The expletives that came from Last.fm co-founder Richard Jones last week may be one of the most colorful responses to Apple’s announcement, but his analysis speaks to the core of many developers’ concerns. Jones said in an IRC chatroom that “apple just f***ed over online music subs for the iphone.” Jones hinted that Apple may have plans to launch its own streaming service and is therefore attempting to squeeze out the competition. But whether that’s the case or not, he contends that “many services can’t survive a 30 percent loss of revenue.” Jones specifically mentions Spotify, reportedly poised to make its entry in U.S. markets, arguing that he can’t imagine its “margins are anywhere near 30 percent.”

Trouble for Alternative Funding Models

Readability just announced this morning that its iOS app had been rejected by Apple as the startup wasn’t running its service through the new subscription plan guidelines.

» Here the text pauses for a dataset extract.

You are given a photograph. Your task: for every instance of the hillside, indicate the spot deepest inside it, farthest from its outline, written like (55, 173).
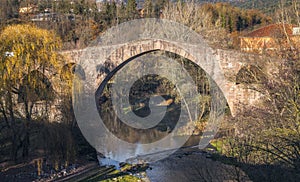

Readability offers a service whereby it redesigns Web pages – stripping out ads and resizing text, for example – in order to make online content more legible. Users pay a monthly subscription fee to use Readability, which in turn offers a unique funding model for publishers – the company gives them a 70% cut of the revenue from folks’ reading lists. “If we implemented In App purchasing,” writes Readability in an Open Letter to Apple, “your 30% cut drastically undermines a key premise of how Readability works.”

No Room in the Store for Big Catalogs

Jim Dovey, formerly the Apple Platforms Team Lead for the e-bookseller Kobo had raised another key stumbling block. As it currently stands, there’s a cap on the number of items you can sell via in-app purchases. According to Dovey, Apple’s “in-app purchasing system only allows 3000 or 3500 distinct items to be in your catalog (depending who you talk to). Kobo and Amazon each have around 2.5 million titles. Judging by the title of Kobo’s app, 1.8 million are public domain (or otherwise free), so some 700,000 are paid titles, which they are under obligation to the content owners to make available for sale to all their users.”

The dissatisfaction isn’t only coming from developers or companies who’ve invested in the Apple third-party ecosystem. PaidContent.org reports that anti-trust regulators are looking into Apple’s subscription plan. But in the meantime, angry developers are looking at their own alternatives.

As Readability notes in its blog post today, “To be clear, we believe you have every right to push forward such a policy. In our view, it’s your hardware and your channel and you can put forth any policy you like. But to impose this course on any web service or web application that delivers any value outside of iOS will only discourage smaller ventures like ours to invest in iOS apps for our services. As far as Readability is concerned, our response is fairly straight-forward: go the other way… towards the web.”

It seems likely that others will follow suit – putting their development efforts into the mobile web or into alternate operating systems (namely Android).